Simon Marr
Simon Marr, Simon Marr,
The boy who stole a Dinky Car,
He broke the mirror on an E-Type Jag,
Spat in a cap and smoked a fag.
Stole a torch, swore in class,
Ripped the trunks off a tourist’s arse,
Pinched the dinner-money off some kid,
These are the things that Simon did.

So went the ‘Simon Marr Song’. The ‘Ripping the Pants’ episode is worthy of some elaboration. During the summer, those bringing their own lunches to school could eat them on the banks of the nearby river in this popular tourist town. We could regularly be found ‘Watching- the-stunts-of-the-cunts-in-the-punts’ and occasionally posing with a tourist in our straw boaters for money (No, it WASN’T a public school this was just part of our uniform OK?).
In this pleasant area was a small paddling pool and one sunny lunchtime the school recidivist, Simon Marr, spotted a boy of about our own age (14-ish) standing on the edge of the pool wearing just his swimming trunks prior to a paddle.
Adopting a comedy ‘creeping’ motion he stole up on the unsuspecting lad.

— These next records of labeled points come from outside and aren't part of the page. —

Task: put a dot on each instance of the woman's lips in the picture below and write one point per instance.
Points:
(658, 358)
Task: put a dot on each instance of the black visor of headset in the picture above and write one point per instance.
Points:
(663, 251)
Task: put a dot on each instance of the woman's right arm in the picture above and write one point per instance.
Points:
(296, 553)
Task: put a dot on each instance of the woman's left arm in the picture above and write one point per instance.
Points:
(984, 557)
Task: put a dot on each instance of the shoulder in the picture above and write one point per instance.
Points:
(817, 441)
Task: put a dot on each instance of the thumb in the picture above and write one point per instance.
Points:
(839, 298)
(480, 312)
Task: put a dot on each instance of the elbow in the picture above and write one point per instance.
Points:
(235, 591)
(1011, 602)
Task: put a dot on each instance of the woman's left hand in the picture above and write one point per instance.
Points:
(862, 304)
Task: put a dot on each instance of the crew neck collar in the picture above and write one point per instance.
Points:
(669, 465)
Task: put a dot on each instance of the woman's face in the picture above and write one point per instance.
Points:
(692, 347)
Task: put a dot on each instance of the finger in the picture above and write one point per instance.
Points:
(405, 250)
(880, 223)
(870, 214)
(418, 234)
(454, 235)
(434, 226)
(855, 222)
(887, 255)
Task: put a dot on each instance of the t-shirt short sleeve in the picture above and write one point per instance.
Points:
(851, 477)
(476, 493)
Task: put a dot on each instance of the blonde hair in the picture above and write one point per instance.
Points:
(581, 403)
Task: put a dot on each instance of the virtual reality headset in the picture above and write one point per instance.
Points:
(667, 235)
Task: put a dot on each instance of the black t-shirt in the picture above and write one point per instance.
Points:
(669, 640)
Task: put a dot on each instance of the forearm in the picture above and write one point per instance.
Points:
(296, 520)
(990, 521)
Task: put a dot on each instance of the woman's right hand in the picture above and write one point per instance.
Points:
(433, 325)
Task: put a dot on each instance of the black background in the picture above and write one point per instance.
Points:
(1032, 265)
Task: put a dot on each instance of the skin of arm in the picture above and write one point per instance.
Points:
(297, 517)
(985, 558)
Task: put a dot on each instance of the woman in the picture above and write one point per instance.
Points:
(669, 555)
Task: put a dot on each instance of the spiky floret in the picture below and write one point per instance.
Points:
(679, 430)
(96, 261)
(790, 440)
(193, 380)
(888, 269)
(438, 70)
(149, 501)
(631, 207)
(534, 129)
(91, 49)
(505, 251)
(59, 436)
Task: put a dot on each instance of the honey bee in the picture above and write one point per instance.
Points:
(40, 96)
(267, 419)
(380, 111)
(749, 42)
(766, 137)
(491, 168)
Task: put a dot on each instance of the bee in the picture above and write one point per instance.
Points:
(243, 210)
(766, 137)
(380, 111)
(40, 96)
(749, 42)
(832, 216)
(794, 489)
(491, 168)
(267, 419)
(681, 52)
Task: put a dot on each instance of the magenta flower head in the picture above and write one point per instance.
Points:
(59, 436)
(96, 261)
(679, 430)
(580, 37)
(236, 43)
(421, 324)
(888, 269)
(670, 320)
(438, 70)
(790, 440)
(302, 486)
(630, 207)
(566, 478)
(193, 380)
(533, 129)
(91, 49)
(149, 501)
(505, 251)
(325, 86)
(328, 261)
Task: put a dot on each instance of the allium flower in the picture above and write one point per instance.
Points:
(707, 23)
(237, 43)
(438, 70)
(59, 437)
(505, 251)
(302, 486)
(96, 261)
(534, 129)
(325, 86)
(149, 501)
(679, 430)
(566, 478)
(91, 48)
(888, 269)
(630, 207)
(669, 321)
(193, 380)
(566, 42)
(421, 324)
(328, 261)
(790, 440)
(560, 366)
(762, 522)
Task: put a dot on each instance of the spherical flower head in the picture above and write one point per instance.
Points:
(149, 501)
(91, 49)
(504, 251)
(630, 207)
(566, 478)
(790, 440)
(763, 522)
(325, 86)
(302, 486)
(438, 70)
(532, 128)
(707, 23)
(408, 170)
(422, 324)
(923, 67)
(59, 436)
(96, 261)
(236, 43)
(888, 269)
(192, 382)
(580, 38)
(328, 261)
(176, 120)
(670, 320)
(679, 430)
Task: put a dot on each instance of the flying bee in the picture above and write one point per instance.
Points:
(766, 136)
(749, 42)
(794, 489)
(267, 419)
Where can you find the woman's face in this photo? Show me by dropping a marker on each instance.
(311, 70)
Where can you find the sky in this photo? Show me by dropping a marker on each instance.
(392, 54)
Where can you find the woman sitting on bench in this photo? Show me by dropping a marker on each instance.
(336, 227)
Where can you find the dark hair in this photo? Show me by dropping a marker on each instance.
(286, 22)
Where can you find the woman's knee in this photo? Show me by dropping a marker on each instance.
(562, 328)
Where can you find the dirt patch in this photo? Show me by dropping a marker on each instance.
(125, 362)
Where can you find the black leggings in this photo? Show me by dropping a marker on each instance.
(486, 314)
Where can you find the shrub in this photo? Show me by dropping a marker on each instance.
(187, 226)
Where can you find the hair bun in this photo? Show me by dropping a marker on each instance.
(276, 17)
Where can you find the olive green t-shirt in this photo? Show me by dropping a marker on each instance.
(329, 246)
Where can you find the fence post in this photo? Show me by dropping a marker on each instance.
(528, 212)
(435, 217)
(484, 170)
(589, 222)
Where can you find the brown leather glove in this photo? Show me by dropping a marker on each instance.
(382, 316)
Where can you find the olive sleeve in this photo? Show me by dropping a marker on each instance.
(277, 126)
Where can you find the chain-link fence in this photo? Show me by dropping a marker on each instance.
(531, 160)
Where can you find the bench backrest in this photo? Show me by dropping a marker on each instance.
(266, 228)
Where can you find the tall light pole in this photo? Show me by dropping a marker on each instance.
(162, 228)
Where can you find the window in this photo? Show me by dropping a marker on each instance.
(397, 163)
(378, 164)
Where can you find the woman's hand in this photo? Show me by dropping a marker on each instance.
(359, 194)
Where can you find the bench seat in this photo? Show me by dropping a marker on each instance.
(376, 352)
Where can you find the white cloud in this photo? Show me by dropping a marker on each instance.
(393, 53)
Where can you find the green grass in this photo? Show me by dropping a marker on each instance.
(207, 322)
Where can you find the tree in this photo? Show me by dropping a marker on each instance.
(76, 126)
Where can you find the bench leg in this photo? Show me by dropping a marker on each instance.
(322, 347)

We all expected him to push the boy in which would have been mildly amusing; instead, in one deft movement, he tore the trunks clean off the boy and ran off with the wreckage of them, leaving the stunned holidaymaker in the centre of a growing crowd of giggling girls and clucking women and yelling in a transatlantic whine, ‘Hey! You can’t do that!’ in direct contradiction to the evidence.
The police came to the school but in those halcyon days before surveillance cameras no one was identified.